Silence. Not the uniform, absolute silence, but rather a silence in which familiar sounds are taken and not replaced with other sounds, leaving you with a low buzz of a generator or a now rare mechanical clopping of an old car. You never really realize how loud your life is until you experience it. There is a sort of ‘golden aura” to the entire situation, almost like reliving a fading memory, all blurry and muffled and usually beautiful. The silence, which acts more like quiet than silence but more like silence than quiet, is the only silence I’ve ever experienced, and still not only until recently noticed.
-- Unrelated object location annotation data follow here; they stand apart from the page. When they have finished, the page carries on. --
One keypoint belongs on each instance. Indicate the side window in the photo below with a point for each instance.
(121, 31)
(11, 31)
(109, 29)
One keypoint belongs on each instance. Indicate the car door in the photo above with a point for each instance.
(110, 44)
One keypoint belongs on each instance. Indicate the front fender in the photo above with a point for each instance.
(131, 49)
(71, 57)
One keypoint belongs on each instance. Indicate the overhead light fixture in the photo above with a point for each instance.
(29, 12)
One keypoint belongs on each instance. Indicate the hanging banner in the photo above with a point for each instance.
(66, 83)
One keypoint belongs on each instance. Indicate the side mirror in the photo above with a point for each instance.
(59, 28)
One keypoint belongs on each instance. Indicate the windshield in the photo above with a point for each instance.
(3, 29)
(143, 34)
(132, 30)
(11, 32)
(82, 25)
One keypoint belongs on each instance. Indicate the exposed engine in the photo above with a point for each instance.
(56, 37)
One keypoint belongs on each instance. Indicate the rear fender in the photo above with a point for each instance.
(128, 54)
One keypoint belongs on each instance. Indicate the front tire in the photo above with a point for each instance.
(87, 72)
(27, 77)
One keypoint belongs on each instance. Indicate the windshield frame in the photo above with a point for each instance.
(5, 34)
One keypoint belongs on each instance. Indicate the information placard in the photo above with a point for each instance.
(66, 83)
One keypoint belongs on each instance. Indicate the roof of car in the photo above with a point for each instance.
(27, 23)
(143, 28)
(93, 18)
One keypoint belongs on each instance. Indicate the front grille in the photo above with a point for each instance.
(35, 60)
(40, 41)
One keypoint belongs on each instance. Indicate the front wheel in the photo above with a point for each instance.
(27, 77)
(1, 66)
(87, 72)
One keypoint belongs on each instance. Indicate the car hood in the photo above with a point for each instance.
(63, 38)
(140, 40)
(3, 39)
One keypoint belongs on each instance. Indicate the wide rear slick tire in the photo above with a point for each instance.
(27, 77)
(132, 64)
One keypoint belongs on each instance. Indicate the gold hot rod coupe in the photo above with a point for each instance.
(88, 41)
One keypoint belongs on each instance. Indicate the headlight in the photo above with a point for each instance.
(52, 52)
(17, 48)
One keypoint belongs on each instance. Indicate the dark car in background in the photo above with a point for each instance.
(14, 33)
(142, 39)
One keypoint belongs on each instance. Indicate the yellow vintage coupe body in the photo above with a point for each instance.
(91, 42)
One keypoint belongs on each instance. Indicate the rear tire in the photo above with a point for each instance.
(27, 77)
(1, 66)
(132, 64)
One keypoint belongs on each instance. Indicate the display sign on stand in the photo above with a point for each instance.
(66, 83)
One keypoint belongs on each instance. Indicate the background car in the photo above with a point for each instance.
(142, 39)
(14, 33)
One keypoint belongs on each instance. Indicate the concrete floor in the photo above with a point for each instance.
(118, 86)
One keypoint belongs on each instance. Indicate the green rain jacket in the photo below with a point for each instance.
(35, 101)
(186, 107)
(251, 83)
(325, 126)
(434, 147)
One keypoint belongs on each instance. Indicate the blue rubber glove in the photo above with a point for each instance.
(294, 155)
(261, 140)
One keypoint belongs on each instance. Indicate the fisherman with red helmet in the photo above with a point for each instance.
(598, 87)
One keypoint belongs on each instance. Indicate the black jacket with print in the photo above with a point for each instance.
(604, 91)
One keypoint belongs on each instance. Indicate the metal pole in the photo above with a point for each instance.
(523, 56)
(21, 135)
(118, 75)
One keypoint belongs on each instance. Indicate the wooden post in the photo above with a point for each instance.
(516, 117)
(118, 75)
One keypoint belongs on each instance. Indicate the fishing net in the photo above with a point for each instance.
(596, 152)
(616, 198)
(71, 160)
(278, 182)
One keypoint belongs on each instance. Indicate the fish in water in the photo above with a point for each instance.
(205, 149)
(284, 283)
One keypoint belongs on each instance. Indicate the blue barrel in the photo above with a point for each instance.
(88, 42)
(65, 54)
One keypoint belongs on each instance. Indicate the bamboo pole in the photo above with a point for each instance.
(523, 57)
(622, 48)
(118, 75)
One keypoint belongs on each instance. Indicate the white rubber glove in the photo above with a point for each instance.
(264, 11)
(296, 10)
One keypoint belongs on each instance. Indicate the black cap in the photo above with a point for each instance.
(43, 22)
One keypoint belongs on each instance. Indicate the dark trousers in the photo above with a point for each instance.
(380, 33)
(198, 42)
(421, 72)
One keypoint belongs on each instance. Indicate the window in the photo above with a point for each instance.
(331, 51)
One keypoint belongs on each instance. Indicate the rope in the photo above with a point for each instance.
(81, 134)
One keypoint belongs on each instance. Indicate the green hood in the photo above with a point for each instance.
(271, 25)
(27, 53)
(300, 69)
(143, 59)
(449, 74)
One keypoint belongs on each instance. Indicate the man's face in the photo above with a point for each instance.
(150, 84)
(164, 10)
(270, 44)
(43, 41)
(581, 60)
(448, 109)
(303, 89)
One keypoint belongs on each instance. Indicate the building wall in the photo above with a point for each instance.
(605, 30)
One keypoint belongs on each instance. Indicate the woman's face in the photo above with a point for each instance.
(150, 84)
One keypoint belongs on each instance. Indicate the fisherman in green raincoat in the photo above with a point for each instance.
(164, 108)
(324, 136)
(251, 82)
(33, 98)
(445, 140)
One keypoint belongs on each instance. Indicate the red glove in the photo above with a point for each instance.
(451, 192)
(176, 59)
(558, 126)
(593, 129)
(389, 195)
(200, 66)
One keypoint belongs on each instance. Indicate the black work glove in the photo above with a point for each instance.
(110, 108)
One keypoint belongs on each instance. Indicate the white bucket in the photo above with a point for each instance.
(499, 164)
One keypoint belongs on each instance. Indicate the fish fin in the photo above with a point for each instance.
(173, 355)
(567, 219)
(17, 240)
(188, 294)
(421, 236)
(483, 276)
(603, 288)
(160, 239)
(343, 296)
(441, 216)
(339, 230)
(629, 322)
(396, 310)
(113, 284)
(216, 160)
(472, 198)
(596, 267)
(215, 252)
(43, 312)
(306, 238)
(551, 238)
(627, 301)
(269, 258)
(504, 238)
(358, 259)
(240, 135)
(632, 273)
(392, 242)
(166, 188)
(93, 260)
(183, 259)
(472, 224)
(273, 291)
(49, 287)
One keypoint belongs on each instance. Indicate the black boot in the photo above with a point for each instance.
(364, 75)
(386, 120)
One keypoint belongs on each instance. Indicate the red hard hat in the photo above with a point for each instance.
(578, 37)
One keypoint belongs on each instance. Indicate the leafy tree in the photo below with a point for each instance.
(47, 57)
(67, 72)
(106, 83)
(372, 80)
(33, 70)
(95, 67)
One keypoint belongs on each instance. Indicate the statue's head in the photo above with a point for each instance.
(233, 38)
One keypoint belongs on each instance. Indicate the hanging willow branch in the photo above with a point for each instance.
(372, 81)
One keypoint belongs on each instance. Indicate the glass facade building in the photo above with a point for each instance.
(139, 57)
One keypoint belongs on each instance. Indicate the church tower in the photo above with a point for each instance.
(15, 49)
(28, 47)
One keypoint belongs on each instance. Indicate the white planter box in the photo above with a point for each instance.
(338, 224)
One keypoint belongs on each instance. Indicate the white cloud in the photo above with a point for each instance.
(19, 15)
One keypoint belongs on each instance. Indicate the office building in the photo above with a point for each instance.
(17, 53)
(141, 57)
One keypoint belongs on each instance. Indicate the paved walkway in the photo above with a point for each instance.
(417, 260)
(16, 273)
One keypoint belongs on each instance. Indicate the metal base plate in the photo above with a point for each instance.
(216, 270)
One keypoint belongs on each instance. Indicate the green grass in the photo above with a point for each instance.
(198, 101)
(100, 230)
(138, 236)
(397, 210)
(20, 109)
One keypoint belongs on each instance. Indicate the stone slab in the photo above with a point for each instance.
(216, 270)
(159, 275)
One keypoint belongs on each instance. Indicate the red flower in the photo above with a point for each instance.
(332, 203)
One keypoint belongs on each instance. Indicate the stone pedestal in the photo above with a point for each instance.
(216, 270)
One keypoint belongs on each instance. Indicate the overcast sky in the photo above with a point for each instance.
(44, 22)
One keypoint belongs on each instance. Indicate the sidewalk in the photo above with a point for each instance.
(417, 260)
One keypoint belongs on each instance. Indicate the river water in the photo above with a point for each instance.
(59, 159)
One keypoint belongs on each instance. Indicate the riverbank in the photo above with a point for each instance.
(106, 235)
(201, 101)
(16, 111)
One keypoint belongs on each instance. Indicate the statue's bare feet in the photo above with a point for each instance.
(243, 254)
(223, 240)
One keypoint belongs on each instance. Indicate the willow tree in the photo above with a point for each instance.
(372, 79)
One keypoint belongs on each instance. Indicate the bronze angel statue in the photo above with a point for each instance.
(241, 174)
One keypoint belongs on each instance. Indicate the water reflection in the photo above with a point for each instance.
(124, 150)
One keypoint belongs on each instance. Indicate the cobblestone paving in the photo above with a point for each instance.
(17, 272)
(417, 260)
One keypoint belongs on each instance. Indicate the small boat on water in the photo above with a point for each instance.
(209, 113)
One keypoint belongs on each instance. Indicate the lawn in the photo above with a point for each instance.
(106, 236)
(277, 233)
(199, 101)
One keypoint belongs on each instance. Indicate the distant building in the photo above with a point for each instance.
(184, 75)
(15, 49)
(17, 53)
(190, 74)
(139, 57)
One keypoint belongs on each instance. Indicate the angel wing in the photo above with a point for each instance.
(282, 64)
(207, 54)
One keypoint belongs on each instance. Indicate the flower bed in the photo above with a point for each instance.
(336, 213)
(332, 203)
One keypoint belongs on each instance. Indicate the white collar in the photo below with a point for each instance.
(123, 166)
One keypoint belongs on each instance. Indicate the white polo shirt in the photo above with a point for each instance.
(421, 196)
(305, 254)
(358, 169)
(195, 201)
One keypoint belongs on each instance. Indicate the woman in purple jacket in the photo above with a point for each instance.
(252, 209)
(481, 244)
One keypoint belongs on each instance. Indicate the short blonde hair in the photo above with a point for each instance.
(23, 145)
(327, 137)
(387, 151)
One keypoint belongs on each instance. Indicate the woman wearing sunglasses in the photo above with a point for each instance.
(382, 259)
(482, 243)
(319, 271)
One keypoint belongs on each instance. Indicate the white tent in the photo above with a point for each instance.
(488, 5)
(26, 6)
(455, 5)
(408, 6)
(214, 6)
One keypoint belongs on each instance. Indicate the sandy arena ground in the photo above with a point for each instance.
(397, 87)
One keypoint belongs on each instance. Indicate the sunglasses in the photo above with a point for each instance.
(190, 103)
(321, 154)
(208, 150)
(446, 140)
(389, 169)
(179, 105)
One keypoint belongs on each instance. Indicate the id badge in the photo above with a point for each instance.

The first time I found myself in its presence was a few days ago when I was taking a leisurely walk to my art studio, for a reason of temporary importance. I realized that I was talking to myself, and that was all the noise there was, excluding the far away chatter of other students and faint rustling of leaves. I started to experience it more and more, one of the more recent last Thursday. I had just finished a quiz in math when I decided to close my eyes. A few seconds afterward I realized if I tried hard enough I could hear another student's faint breathing from a few rows away, or where exactly my teacher was from the sound of his footsteps. I found it relaxing. I experience it now as I sit on my trampoline, observing, writing, and memorizing the patterns of the bird chirps of the early evening.
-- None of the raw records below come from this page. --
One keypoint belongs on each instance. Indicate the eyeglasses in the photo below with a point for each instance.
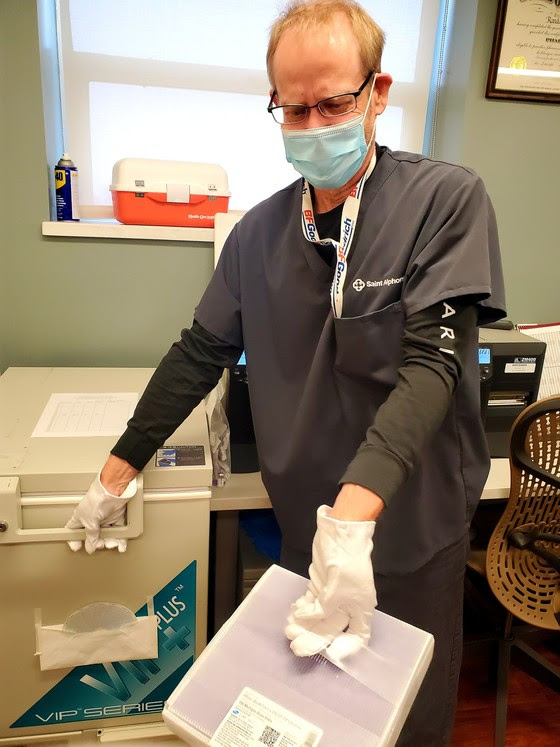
(333, 106)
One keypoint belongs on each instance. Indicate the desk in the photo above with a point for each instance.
(246, 491)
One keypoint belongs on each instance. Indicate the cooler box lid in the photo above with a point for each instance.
(177, 179)
(55, 460)
(365, 703)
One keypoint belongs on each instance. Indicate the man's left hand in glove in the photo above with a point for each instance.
(334, 615)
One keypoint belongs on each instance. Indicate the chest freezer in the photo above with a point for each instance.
(57, 426)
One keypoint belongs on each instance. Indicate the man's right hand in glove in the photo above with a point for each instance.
(104, 505)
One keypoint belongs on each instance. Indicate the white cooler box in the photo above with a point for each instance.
(248, 688)
(149, 192)
(162, 578)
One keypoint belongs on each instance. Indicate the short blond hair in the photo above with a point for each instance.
(303, 15)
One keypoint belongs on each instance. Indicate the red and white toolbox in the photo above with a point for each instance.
(150, 192)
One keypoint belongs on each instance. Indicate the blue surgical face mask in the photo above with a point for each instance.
(328, 156)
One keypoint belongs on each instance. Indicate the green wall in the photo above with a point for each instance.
(73, 302)
(121, 303)
(513, 145)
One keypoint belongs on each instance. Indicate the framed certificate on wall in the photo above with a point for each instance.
(525, 59)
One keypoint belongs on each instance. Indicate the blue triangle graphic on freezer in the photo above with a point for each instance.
(128, 688)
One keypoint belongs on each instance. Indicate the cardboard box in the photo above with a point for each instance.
(151, 192)
(248, 687)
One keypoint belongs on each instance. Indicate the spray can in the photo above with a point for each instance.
(66, 183)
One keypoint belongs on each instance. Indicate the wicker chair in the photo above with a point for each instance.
(523, 555)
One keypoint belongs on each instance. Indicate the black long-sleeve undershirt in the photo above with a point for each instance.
(411, 413)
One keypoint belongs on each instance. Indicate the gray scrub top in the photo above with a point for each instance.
(426, 232)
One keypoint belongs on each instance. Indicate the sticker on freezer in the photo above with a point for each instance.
(83, 414)
(128, 688)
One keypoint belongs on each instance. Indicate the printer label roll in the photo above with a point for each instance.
(255, 721)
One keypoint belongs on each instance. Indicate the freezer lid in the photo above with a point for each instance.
(67, 464)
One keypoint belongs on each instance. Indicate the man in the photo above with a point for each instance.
(364, 388)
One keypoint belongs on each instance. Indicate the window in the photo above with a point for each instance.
(184, 80)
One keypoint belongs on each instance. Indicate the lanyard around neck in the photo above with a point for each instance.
(347, 229)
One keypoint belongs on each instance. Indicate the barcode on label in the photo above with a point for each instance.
(269, 737)
(310, 739)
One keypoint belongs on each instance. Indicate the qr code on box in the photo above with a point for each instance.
(269, 737)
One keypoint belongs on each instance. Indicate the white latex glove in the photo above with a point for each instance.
(99, 508)
(334, 615)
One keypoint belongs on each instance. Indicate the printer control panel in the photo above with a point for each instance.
(485, 363)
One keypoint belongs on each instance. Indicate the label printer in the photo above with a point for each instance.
(510, 364)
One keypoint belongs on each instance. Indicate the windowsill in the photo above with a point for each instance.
(112, 229)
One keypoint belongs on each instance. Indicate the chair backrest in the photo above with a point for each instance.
(524, 582)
My neighbor’s dog barks but does not tarnish the silence, but rather blends into it, becoming another piece of its vast and endless and intangible puzzle, adding to its perfection of slight imperfection. Two small gray birds fly over me in a swirling fluttering dance, either fighting, falling in love, or both. The dried and fallen leaves of my cherimoya tree sweep across its trunk, making nature’s very own xylophone, or maybe its own sidewalk chalk drawings. The palm fronds rattle and clap at my appearance, the first in a while not through a window. As the sun sets, the tree’s shadows turn into mountains. It’s funny, the sunset emits the same golden aura as the one I wrote about earlier, but this time it’s actually visible. As the sun sets further west, the shadow mountains turn into more of a shadow wall, a faulty replica of my distressed wooden fence in the very back of my lot. All of these things, frustrations to the perfectionists, inspiration to the motivated, and confliction for those in the space in between, are all my perfect imperfections to my beautiful non-silent silence.